Doesn't the skb_frags_readable() checking will protect the page_pool_free_va()
from being called on devmem?

> 
> - page_pool_sync_for_dev/page_pool_dma_map: ppiov backed by dma-buf
> fundamentally can't get mapped again.

Can we just fail the page_pool creation with PP_FLAG_DMA_MAP and
DMA_ATTR_SKIP_CPU_SYNC flags for devmem provider?

> 
> Are the removal (or future removal) of these checks enough to resolve this?

Yes, that is somewhat similar to my proposal, the biggest objection seems to
be that we need to have a safe type checking for it to work correctly.

> 
>>> It is somewhat ironical that devmem is using static_branch to alliviate the
>>> performance impact for normal memory at the possible cost of performance
>>> degradation for devmem, does it not defeat some purpose of intergating devmem
>>> to page_pool?
>>>
>>
>> I don't see the issue. The static branch sets the non-ppiov path as
>> default if no memory providers are in use, and flips it when they are,
>> making the default branch prediction ideal in both cases.

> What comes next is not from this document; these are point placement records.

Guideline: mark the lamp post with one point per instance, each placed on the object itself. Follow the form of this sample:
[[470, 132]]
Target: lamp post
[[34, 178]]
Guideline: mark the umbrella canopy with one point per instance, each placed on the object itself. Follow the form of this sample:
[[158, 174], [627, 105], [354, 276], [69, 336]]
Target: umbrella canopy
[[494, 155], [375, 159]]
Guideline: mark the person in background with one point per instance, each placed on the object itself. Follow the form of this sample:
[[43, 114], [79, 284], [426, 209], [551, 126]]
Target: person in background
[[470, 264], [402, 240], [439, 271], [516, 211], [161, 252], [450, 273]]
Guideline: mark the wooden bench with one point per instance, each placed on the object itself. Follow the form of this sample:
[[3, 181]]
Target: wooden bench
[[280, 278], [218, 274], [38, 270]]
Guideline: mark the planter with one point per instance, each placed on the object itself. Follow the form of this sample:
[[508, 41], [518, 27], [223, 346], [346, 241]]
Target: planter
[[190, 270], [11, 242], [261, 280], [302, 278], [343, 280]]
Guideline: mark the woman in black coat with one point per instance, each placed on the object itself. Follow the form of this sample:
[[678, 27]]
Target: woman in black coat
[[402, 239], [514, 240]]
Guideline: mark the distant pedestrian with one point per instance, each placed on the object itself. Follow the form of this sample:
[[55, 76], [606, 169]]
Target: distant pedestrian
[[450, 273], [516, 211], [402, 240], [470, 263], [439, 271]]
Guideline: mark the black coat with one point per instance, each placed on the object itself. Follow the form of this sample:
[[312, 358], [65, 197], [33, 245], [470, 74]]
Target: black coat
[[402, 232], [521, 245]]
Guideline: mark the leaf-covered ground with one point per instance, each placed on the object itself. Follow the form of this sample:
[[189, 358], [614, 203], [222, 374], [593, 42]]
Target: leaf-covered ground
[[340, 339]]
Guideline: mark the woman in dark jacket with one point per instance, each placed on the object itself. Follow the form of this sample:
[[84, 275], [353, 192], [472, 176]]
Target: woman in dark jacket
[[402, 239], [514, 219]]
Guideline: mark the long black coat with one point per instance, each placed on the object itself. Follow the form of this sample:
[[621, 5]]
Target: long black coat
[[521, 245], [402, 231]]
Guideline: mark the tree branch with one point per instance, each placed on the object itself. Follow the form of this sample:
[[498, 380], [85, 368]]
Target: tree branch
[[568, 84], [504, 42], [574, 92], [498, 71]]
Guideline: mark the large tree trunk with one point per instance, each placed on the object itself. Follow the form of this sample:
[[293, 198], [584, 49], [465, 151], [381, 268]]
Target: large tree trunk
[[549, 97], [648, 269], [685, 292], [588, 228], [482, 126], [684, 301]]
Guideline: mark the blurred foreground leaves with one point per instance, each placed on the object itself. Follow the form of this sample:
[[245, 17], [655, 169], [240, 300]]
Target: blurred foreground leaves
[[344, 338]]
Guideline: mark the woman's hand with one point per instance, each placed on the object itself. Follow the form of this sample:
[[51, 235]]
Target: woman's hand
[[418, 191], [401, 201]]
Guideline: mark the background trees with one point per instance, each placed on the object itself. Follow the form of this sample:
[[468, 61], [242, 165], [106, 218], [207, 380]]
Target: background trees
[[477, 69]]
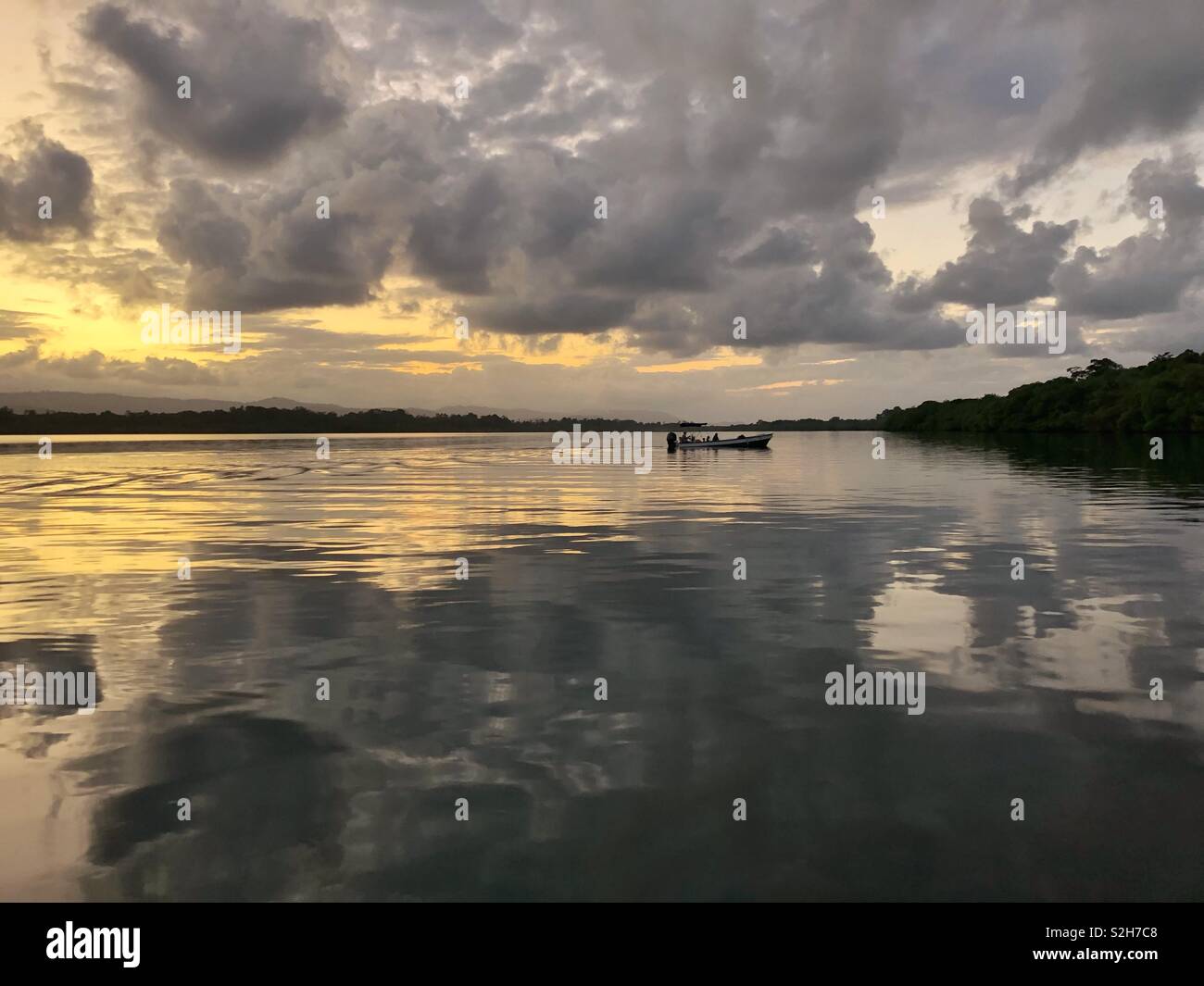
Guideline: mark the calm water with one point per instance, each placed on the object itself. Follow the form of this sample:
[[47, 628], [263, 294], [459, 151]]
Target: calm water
[[484, 689]]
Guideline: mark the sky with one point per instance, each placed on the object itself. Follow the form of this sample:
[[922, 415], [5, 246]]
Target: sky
[[847, 180]]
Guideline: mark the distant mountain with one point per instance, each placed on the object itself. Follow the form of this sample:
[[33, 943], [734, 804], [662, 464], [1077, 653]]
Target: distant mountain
[[120, 404], [528, 414]]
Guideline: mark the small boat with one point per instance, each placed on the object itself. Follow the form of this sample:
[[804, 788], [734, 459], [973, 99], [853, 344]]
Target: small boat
[[741, 442]]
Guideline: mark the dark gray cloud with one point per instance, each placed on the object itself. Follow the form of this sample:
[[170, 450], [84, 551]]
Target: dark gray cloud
[[1003, 264], [1140, 71], [260, 79], [44, 168], [1148, 272], [718, 206]]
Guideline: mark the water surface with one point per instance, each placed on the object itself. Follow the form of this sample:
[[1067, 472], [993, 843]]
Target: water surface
[[483, 689]]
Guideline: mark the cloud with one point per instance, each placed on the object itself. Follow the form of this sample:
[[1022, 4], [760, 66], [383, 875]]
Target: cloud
[[44, 168], [260, 79], [1148, 272], [1003, 264], [1140, 72]]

You are assuming the we are not using page pool for both normal memory and
devmem at the same. But a generic solution should not have that assumption
as my understanding.

>>
>>>>
>>>>> Even though a static_branch check is added in page_is_page_pool_iov(), it
>>>>> does not make much sense that a core has tow different 'struct' for its
>>>>> most basic data.
>>>>>
>>>>> IMHO, the ppiov for dmabuf is forced fitting into page_pool without much
>>>>> design consideration at this point.
>>>>>
>>>> ...
>>>>>
>>>>> For now, the above may work for the the rx part as it seems that you are
>>>>> only enabling rx for dmabuf for now.
>>>>>
>>>>> What is the plan to enable tx for dmabuf? If it is also intergrated into
>>>>> page_pool? There was a attempt to enable page_pool for tx, Eric seemed to
>>>>> have some comment about this:
>>>>> https://lkml.kernel.org/netdev/2cf4b672-d7dc-db3d-ce90-15b4e91c4005@huawei.com/T/#mb6ab62dc22f38ec621d516259c56dd66353e24a2
>>>>>
>>>>> If tx is not intergrated into page_pool, do we need to create a new layer for
>>>>> the tx dmabuf?
>>>>>
>>>>
>>>> I imagine the TX path will reuse page_pool_iov, page_pool_iov_*()
>>>> helpers, and page_pool_page_*() helpers, but will not need any core
>>>> page_pool changes. This is because the TX path will have to piggyback
>>>
>>> We may need another bit/flags checking to demux between page_pool owned
>>> devmem and non-page_pool owned devmem.
>>>
>>
>> The way I'm imagining the support, I don't see the need for such
>> flags. We'd be re-using generic helpers like
>> page_pool_iov_get_dma_address() and what not that don't need that
>> checking.
>>
>>> Also calling page_pool_*() on non-page_pool owned devmem is confusing
>>> enough that we may need a thin layer handling non-page_pool owned devmem
>>> in the end.
>>>
>>
>> The page_pool_page* & page_pool_iov* functions can be renamed if
>> confusing. I would think that's no issue (note that the page_pool_*

When you rename those functions, you will have a thin layer automatically.

>> functions need not be called for TX path).
>>
>>>> on MSG_ZEROCOPY (devmem is not copyable), so no memory allocation from
>>>> the page_pool (or otherwise) is needed or possible. RFCv1 had a TX
>>>> implementation based on dmabuf pages without page_pool involvement, I
>>>> imagine I'll do something similar.
>>> It would be good to have a tx implementation for the next version, so
>>> that we can have a whole picture of devmem.